Giant Tunneling Magnetoresistance in Spin-Filter van der Waals Heterostructures

TL;DR

This paper reports record-high tunneling magnetoresistance in van der Waals heterostructures using atomically thin CrI3 as a spin-filter barrier, enabling multi-bit magnetic memory functionalities at low temperatures.

Contribution

It introduces novel spin-filter magnetic tunnel junctions with CrI3 in van der Waals heterostructures, achieving unprecedented magnetoresistance and multi-resistance states.

Findings

Record 19,000% magnetoresistance at low temperatures.

Multiple resistance states suggest multi-bit memory potential.

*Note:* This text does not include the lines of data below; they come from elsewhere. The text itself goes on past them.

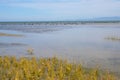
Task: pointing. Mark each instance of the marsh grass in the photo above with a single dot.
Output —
(47, 69)
(12, 35)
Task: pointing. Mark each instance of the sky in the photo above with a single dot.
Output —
(57, 10)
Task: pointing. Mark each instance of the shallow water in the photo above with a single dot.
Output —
(80, 43)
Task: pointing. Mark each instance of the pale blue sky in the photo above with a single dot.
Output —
(47, 10)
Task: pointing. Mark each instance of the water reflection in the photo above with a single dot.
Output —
(82, 44)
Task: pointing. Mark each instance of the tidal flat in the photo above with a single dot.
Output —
(80, 43)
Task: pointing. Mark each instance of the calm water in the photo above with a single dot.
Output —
(80, 43)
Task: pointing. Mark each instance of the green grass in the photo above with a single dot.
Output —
(47, 69)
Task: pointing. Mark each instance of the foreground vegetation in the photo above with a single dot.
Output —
(47, 69)
(13, 35)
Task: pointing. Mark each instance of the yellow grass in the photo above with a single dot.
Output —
(47, 69)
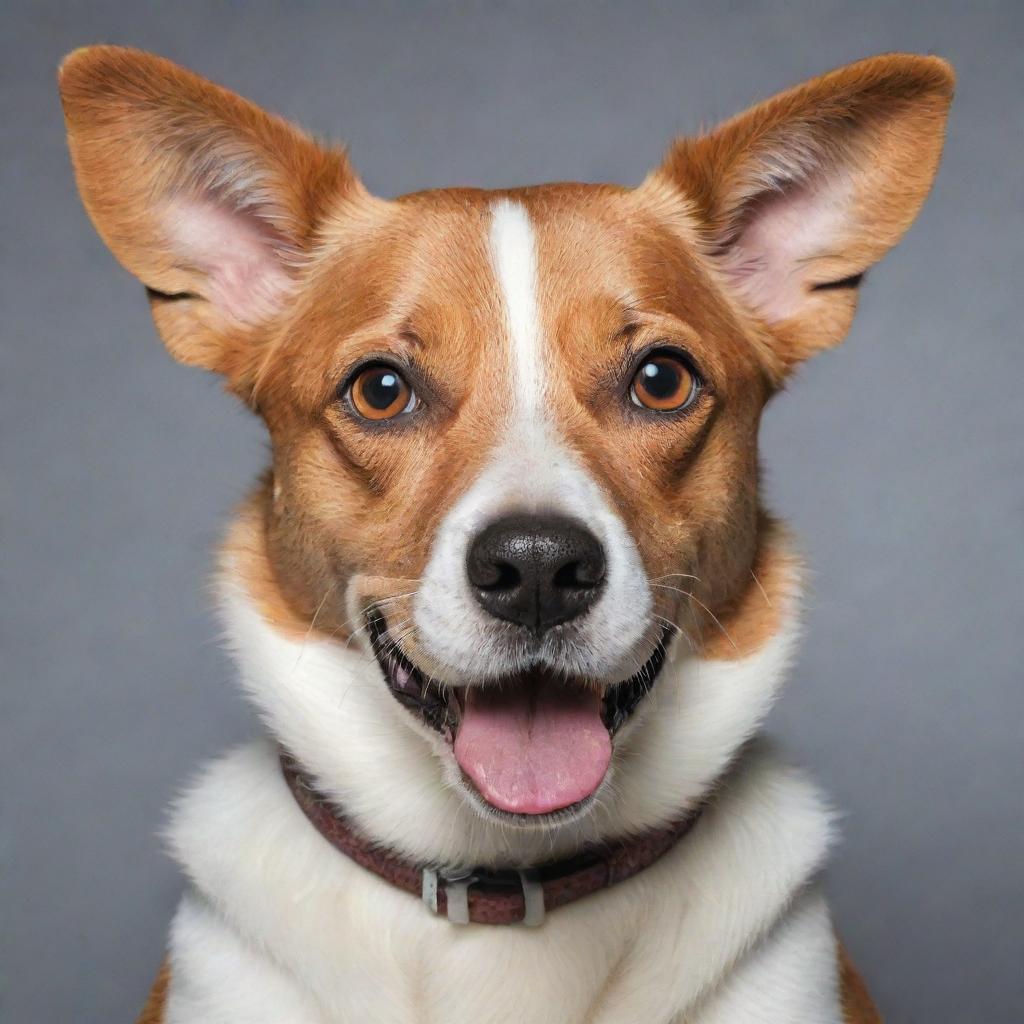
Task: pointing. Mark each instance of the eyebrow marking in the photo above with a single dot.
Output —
(513, 252)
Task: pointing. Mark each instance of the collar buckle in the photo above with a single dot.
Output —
(457, 895)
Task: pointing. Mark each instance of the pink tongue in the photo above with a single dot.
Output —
(532, 749)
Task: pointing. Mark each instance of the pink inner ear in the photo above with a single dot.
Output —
(239, 253)
(770, 261)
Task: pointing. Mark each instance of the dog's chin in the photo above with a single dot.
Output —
(530, 750)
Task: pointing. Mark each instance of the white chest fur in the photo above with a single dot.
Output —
(276, 908)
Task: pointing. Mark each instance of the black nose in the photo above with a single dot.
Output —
(536, 570)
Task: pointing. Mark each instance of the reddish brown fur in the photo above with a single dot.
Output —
(413, 278)
(616, 268)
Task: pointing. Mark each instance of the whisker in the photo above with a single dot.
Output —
(763, 591)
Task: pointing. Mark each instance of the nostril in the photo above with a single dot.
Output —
(538, 571)
(500, 576)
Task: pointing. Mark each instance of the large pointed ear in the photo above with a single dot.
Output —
(208, 200)
(800, 195)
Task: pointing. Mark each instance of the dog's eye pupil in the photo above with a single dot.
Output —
(664, 383)
(380, 392)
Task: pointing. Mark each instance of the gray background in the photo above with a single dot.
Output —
(898, 459)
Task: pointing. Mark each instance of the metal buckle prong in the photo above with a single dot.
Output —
(456, 892)
(532, 898)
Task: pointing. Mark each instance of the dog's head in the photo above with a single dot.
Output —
(514, 432)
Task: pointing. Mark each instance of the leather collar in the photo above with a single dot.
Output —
(486, 896)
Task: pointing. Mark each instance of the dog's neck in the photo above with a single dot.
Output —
(325, 700)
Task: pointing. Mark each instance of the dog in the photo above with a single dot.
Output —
(507, 598)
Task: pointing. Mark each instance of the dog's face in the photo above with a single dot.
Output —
(514, 433)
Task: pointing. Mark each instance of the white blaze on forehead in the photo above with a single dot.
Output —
(531, 469)
(513, 252)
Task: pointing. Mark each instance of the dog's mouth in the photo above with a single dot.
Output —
(531, 744)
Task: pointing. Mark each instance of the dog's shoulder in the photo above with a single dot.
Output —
(153, 1012)
(858, 1008)
(857, 1005)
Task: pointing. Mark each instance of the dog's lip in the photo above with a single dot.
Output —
(440, 707)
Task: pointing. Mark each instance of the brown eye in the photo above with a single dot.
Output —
(664, 383)
(380, 392)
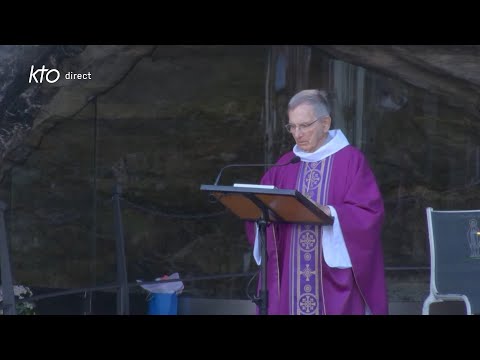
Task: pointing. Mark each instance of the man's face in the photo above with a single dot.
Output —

CrI3's antiferromagnetic ordering enables high-performance spin filtering.

Abstract

Magnetic multilayer devices that exploit magnetoresistance are the backbone of magnetic sensing and data storage technologies. Here we report novel multiple-spin-filter magnetic tunnel junctions (sf-MTJs) based on van der Waals (vdW) heterostructures in which atomically thin chromium triiodide (CrI3) acts as a spin-filter tunnel barrier sandwiched between graphene contacts. We demonstrate tunneling magnetoresistance which is drastically enhanced with increasing CrI3 layer thickness, reaching a record 19,000% for magnetic multilayer structures using four-layer sf-MTJs at low temperatures. These devices also show multiple resistance states as a function of magnetic field, suggesting the potential for multi-bit functionalities using an individual vdW sf-MTJ. Using magnetic circular dichroism measurements, we attribute these effects to the intrinsic layer-by-layer antiferromagnetic ordering of the atomically thin CrI3. Our work reveals the possibility to push magnetic information storage to the atomically thin limit, and highlights CrI3 as a superlative magnetic tunnel barrier for vdW heterostructure spintronic devices.